I don't know about the other states, but certainly here, the majority are not doing the double degree, and of those that are, most I know want to work in EMS, but wanted the nursing degree as well for s**ts and giggles, or to travel and work.
We have some things that would be considered progressive and others that our trans-pacific cousins would not be very impressed by.

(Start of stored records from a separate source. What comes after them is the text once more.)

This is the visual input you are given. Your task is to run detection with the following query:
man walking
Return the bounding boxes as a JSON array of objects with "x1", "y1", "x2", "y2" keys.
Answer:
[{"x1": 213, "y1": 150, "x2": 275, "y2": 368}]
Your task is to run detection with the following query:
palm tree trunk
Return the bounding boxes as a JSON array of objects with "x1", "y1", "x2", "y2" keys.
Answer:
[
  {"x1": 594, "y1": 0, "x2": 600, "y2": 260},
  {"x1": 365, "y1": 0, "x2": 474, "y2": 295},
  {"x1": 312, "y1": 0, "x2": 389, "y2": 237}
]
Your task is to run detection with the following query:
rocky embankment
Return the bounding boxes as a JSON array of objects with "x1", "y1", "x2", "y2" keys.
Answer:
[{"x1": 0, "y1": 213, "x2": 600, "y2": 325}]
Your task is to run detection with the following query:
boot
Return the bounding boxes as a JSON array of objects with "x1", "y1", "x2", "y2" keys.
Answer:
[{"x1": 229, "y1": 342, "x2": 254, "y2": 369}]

-We have road based RSI (have for a while) approved for many clinical problems.
-Post ROSC hypothermia.
-Our BLS provider operates at a level somewhere between you ILS and ALS and is now required is to have a university degree or equivalent training.
-Pre-hospital fibrinolysis (ALS).
-Sepsis protocols and excellent scope for hospital bypass (BLS).
-Many aspects of our ALS section are well integrated with ICU/cathlab management (the upcoming TBI trial will start with paramedic induced hypothermia that will last for up to five days; ALS can triage directly to cath labs).
-Progressive pain relief options: Methoxyflurane, Morphine, Fentanyl and probably Ketamine soon enough.
-Surgical Cric.
-Chopper medics have ultra sound, arterial lines, iStats (sometimes), blood, a range of pain relief options, a range of other induction and paralytic agents, noradrenaline, mannitol and a few other little tricks.
On the other hand:
-even our ALS guys have much fewer pharmacological options than Americans.
-Any addition to scope or pharmacotherapy is slow going because of the difficult and expense of rolling out a new drug/procedure as well as training 2500 paramedics to a high enough level to confidently use it without medical control.
-Even ALS doesn't have IV nitrates making precise management of ACS, esp RVIs rather difficult.
-No Trans cutaneous pacing.
-Because of the nature of funding, it is very difficult to get equipment/drugs that are very expensive, without overwhelming evidence for their use (although methoxyflurane would seem to be against that grain).
-We lack a lot of drug options, that many progressive US services have, that are no strictly necessary as best practice but would be nice and probably help; or drugs that can wait for the emergency department, but would be nice to have and probably beneficial to give earlier (again this is a funding and training issue I think) eg.. Vasopressin, Adenosine, Magnesium Sulfate, activated charcoal, calcium chloride, Diphenhydramine/phenergan/any antihistamine, dopamine, procainamine, bretylium, Diltiazem, Methylprednisolone, Esmolol, isoproterenol, etc.